Berlin. Exakt ein Jahr nach dem Beschluß des Bundestages, das Reichstagsgebäude wieder dauerhaft für Plenarsitzungen zu nutzen, bietet sich für den trutzigen und unfunktionalen Bau am Platz der Republik die Chance, ein vielleicht anderes Gesicht und Innenleben zu erhalten.

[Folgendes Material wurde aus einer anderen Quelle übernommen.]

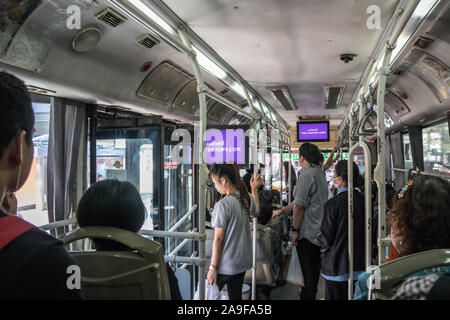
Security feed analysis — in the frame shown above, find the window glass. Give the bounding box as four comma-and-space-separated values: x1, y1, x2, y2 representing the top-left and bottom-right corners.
16, 103, 50, 226
87, 138, 157, 230
422, 122, 450, 173
402, 133, 414, 170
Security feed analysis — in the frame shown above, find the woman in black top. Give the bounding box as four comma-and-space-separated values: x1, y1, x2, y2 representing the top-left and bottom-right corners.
319, 160, 365, 300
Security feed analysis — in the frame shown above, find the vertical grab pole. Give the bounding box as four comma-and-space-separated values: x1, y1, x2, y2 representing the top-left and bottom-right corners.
288, 146, 293, 204
374, 48, 394, 265
347, 114, 359, 300
358, 97, 372, 270
177, 28, 208, 300
242, 85, 259, 300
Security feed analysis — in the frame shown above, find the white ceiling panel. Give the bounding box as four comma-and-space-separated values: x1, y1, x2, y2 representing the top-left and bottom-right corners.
164, 0, 398, 125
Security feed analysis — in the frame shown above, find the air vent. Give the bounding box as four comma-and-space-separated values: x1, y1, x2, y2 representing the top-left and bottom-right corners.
414, 36, 434, 49
95, 8, 127, 28
324, 85, 345, 109
27, 86, 56, 96
391, 67, 405, 76
267, 86, 298, 111
137, 61, 193, 105
136, 34, 159, 49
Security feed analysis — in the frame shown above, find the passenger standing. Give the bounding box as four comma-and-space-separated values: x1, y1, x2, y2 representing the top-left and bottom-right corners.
207, 164, 261, 300
283, 161, 297, 201
291, 143, 328, 300
273, 142, 328, 300
0, 72, 81, 300
320, 160, 365, 300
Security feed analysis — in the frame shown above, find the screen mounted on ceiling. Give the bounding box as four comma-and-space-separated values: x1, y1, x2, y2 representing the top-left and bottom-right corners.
297, 121, 330, 142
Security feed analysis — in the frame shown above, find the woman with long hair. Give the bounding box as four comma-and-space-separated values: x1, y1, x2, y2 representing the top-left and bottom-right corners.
207, 164, 261, 300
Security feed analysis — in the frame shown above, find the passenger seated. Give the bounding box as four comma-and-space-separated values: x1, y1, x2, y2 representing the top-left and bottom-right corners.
354, 176, 450, 300
392, 273, 450, 300
0, 72, 82, 300
77, 180, 182, 300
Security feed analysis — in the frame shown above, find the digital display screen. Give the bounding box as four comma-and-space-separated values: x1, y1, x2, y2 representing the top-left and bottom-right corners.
205, 129, 246, 164
297, 121, 330, 142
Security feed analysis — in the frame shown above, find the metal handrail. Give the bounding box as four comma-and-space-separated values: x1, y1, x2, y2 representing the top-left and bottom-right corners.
168, 204, 198, 232
392, 168, 450, 180
138, 230, 206, 241
39, 218, 77, 231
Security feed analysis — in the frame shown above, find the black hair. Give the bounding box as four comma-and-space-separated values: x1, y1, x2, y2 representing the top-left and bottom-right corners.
388, 175, 450, 256
77, 180, 146, 250
211, 164, 250, 214
298, 142, 320, 165
334, 160, 360, 187
0, 72, 34, 157
283, 161, 297, 185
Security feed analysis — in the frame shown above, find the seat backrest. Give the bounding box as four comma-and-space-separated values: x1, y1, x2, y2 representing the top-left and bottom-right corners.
61, 227, 171, 300
369, 249, 450, 300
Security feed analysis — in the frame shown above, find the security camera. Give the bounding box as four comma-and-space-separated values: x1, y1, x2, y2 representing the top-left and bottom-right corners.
340, 53, 357, 63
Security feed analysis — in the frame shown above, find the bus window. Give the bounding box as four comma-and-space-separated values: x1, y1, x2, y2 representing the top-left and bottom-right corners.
87, 138, 157, 230
422, 122, 450, 173
16, 103, 50, 226
402, 133, 414, 170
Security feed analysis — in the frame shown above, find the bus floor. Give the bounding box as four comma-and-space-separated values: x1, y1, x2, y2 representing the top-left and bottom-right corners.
271, 276, 325, 300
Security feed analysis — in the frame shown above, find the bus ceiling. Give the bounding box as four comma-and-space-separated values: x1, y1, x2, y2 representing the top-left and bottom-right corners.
0, 0, 450, 142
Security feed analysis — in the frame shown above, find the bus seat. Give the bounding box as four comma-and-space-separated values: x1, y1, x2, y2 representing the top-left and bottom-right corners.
369, 249, 450, 300
244, 224, 278, 285
62, 227, 171, 300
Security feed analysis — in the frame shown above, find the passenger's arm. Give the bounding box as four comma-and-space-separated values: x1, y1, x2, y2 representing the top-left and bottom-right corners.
320, 202, 337, 247
207, 228, 225, 285
250, 174, 262, 218
291, 205, 305, 244
323, 147, 337, 171
272, 201, 294, 218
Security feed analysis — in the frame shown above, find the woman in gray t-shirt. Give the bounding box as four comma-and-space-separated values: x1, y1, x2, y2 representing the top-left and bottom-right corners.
207, 164, 261, 300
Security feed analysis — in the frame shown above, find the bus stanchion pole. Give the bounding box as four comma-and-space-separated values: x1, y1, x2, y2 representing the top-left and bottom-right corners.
178, 28, 208, 300
242, 85, 261, 300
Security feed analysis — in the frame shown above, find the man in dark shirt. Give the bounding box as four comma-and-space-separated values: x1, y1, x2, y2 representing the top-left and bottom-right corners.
0, 72, 81, 299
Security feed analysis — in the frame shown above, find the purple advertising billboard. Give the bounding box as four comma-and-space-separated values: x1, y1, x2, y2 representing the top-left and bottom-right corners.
205, 129, 245, 164
297, 121, 330, 142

Der »Wettbewerb zum Umbau des Reichstags zum Deutschen Bundestag sollte dem denkmalgeschützten Gebäude von Paul Wallot aus dem Jahre 1894 ein neues Aussehen geben«, sagte Günter Schäffel, Leiter der Abteilung Bauwesen im Bonner Bauministerium bei der gestrigen Vorstellung des Auslobungstextes. Von den Entwürfen für die Umgestaltung werde erwartet, daß ihr Umgang mit dem historischen Bauwerk nicht von »ängstlicher Vorsicht« oder »engem Restaurierungsbemühen« geprägt sei. Im Vordergrund für das 17.000 Quadratmeter Nutzfläche fassende Haus im Mittelpunkt des Regierungsviertels stehe vielmehr die Herstellung der Funktionsfähigkeit für ein modernes Arbeitsparlament. Weder Wallots historisches Bauwerk noch Paul Baugartens Sanierung in den sechziger Jahren — nach den Zerstörungen durch den Reichstagsbrand 1933 und den Zweiten Weltkrieg — genügten diesen Ansprüchen, meinte Schäffel.

Für die Umbaumaßnahmen im Innern liegt der Auslobung ein »Prioritätenkatalog« bei: Der Reichstag muß einen neuen Plenarsaal für rund 670 Abgeordnete erhalten. Ebenso benötigt er ein anderes Raum- und Funktionsprogramm. In erster Linie wird es darauf ankommen, ein besseres Erschließungsystem zu entwerfen sowie Räume für die Fraktionen und Säle für Kommissionen und Ausschüsse, den Bundesrat und die parlamentarischen Dienste zu planen. Hinzu kommen neue Bereiche für die Medien- und Kommunikationstechniken. Das Raumprogramm des Deutschen Bundestages ist insgesamt so bemessen, daß es um ein Vielfaches die Möglichkeiten des Reichstagsgebäudes überschreitet. Deshalb wird es nötig sein, eine Reihe von Räumen in andere Gebäude des geplanten Regierungsviertels zu verlegen. Interessant in diesem Zusammenhang ist der Hinweis, daß in der Ausschreibung Lösungen gesucht werden für Nutzungen des Hauses an Tagen, wo keine Plenardebatten stattfinden. Die Auslobung: »Im Entwurf soll Transparenz, Kommunikation und Bürgernähe zum Ausdruck kommen. Es ist darauf zu achten, daß das Reichstagsgebäude von allen Seiten offen und zugänglich bleibt.« Sicherheitsansprüche ade?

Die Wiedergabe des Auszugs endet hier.